Euro Down ahead of FOMC

Published on 03.01.2024 16:22

The US dollar is keeping hold of most of Tuesday’s gains as we enter the American trading session as expectations of an aggressive series of rate cuts by the US Federal Reserve is looking less likely by the day.

As the end of the year 2023 came to a close, CME Fed Fund probabilities at one stage showed markets expecting 175 basis points of rate cuts this year with the first move seen in March. This has now been reduced by a quarter of a point to 150 basis points of cuts. The end dovish tone was fuelled by Fed Chair Powell at the last FOMC meeting and today’s release of the minutes of this meeting may show that the market’s interpretation of Chair Powell’s remarks may have been misplaced.

The latest business data out of the US may have backed up that misinterpretation when The ISM Manufacturing PMI improved to 47.4 from 46.7 in the previous month, surpassing at the same time market consensus at 47.1.

Extra details of the release showed the ISM Manufacturing Employment rose to 48.1 (from 45.8), ISM Manufacturing New Orders eased to 47.1 and finally ISM Manufacturing Prices decreased to 45.2.

The highlight of the trading session will be later today with the release of the FOMC minutes and as mentioned above despite earlier market optimism, immediate rate cuts are not likely.

The optimism hinges on the idea of a US "soft landing" leading to a "new growth era," drawing parallels with the 1994-1995 period, Macquarie strategists said in a note today.

However, Macquarie is wary of overstating this analogy, highlighting significant differences in macro conditions between 2023-2024 and 1994-1995.

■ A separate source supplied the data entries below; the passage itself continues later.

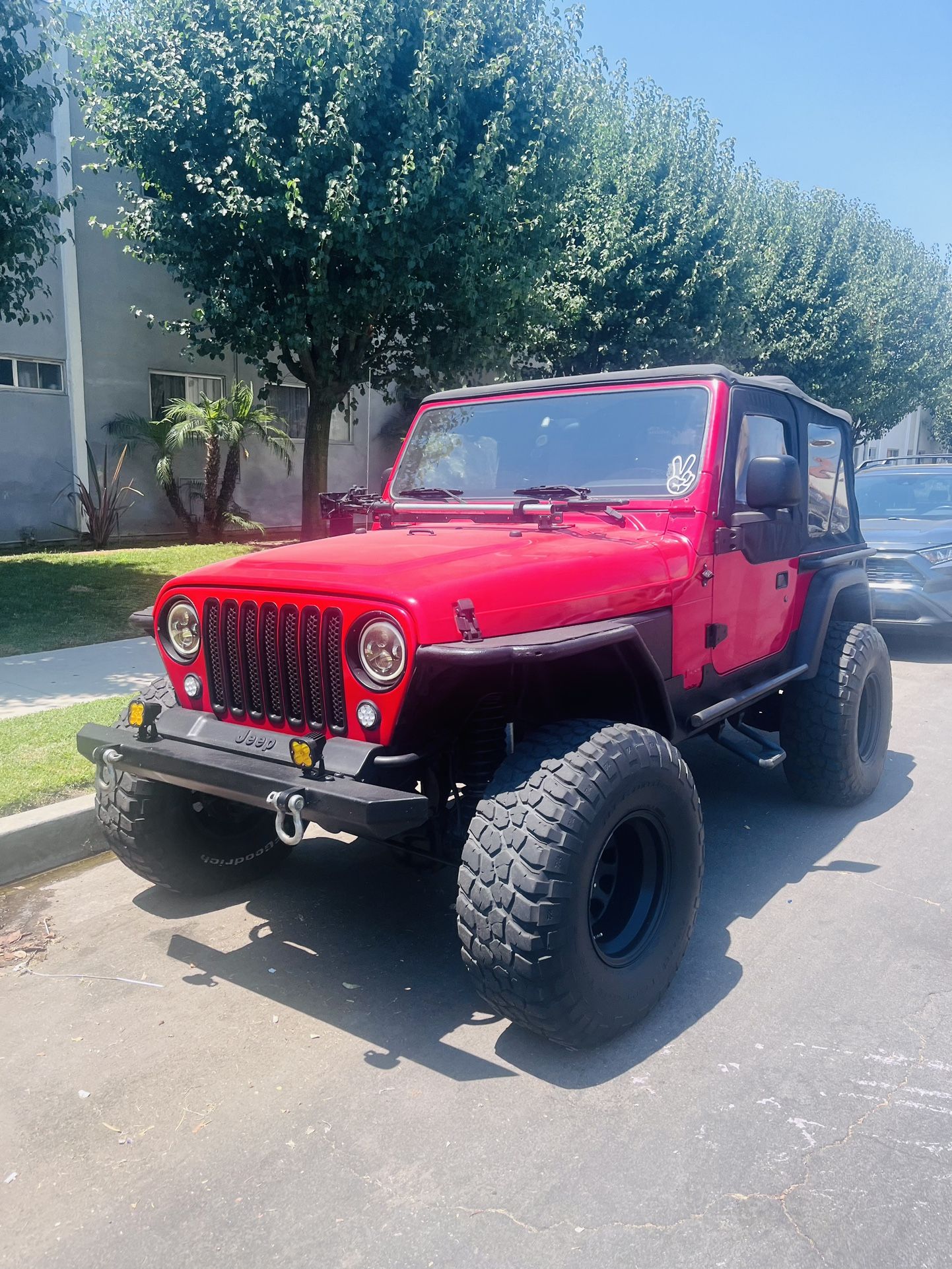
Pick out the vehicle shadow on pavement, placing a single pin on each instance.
(352, 938)
(920, 646)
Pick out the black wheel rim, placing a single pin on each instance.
(629, 889)
(869, 718)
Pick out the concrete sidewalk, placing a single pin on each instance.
(49, 681)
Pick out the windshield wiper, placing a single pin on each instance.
(554, 491)
(454, 494)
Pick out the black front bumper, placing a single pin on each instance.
(246, 765)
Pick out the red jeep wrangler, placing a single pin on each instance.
(562, 580)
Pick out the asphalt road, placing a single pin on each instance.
(314, 1083)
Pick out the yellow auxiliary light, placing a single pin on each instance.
(143, 717)
(301, 753)
(306, 753)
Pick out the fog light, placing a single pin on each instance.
(368, 716)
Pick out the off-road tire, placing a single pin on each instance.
(836, 728)
(528, 870)
(186, 842)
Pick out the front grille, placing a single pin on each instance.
(234, 687)
(891, 569)
(334, 662)
(213, 654)
(279, 664)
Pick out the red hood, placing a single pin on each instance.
(539, 579)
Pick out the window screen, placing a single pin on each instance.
(761, 436)
(19, 372)
(291, 407)
(164, 389)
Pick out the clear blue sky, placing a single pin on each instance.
(848, 96)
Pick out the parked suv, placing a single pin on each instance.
(564, 580)
(905, 506)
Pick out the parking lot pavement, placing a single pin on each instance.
(314, 1084)
(31, 682)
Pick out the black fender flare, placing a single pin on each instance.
(450, 678)
(839, 588)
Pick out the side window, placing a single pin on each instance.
(829, 508)
(759, 436)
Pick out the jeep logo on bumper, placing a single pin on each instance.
(254, 740)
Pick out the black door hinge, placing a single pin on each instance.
(465, 613)
(725, 539)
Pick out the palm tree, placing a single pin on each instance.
(154, 434)
(226, 424)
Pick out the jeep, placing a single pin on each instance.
(561, 582)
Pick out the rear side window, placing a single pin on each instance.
(829, 506)
(759, 436)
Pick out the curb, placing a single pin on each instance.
(34, 842)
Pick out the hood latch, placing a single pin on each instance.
(465, 613)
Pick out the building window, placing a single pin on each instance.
(290, 403)
(22, 372)
(164, 389)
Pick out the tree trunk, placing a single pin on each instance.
(322, 403)
(213, 463)
(226, 495)
(172, 493)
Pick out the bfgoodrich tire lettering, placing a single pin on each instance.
(186, 842)
(527, 912)
(836, 728)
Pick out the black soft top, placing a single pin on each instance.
(665, 374)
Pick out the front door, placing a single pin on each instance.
(755, 582)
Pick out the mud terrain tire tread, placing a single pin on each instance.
(819, 720)
(527, 858)
(147, 828)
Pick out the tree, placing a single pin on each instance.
(829, 293)
(220, 427)
(30, 228)
(640, 276)
(669, 253)
(362, 186)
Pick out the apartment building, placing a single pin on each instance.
(63, 380)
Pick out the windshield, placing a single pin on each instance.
(641, 443)
(910, 497)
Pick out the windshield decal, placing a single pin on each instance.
(682, 473)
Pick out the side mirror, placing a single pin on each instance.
(773, 481)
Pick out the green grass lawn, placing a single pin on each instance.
(38, 758)
(69, 598)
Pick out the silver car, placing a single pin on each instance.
(905, 510)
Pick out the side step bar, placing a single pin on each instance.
(734, 704)
(761, 751)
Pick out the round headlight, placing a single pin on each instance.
(183, 630)
(382, 651)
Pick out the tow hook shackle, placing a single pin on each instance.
(106, 773)
(289, 805)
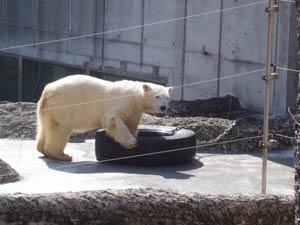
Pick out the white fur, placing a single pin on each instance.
(82, 103)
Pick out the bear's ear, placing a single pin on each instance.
(146, 88)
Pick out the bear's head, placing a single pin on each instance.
(156, 97)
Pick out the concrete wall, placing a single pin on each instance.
(183, 51)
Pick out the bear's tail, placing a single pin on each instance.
(41, 136)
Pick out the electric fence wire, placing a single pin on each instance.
(148, 154)
(132, 27)
(185, 85)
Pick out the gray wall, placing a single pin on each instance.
(183, 51)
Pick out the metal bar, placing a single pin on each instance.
(20, 79)
(183, 50)
(220, 47)
(267, 99)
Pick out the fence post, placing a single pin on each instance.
(267, 78)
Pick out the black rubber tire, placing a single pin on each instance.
(151, 140)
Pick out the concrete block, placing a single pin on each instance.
(122, 51)
(244, 32)
(2, 35)
(83, 17)
(21, 13)
(249, 88)
(2, 10)
(166, 35)
(123, 14)
(199, 68)
(161, 56)
(16, 35)
(82, 46)
(53, 15)
(202, 32)
(58, 47)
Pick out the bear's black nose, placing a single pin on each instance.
(163, 108)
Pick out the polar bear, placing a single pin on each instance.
(81, 103)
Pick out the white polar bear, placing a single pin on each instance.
(81, 103)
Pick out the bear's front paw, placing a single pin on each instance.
(129, 143)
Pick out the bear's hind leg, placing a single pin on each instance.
(40, 140)
(120, 133)
(56, 142)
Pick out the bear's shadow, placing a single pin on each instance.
(92, 167)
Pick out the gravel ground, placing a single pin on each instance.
(18, 120)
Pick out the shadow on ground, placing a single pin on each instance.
(90, 167)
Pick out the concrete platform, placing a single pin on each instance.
(211, 172)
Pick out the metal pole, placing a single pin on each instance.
(267, 79)
(20, 78)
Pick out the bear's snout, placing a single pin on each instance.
(163, 108)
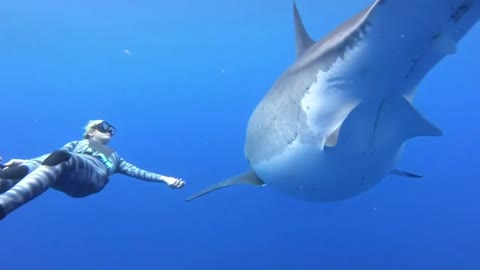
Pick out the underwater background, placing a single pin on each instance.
(179, 80)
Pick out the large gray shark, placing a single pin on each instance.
(335, 122)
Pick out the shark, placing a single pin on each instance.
(335, 123)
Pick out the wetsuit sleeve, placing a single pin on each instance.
(133, 171)
(69, 146)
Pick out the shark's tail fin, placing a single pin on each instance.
(247, 178)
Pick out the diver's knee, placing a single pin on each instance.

“The Fed has tightened much more in the recent cycle, leading indicators are chronically weak, and there's no 'peace dividend' to enjoy, among other big differences with the roaring 90s,” the strategists said.

“The Bottom Line is that while the Fed did successfully engineer a soft landing in 1994-1995, and a new growth era was ushered in on the heels of an ongoing disinflation that followed, we'll remind readers that the structural, cyclical, and liquidity backdrops behind that 'soft landing' were radically different than they are now.”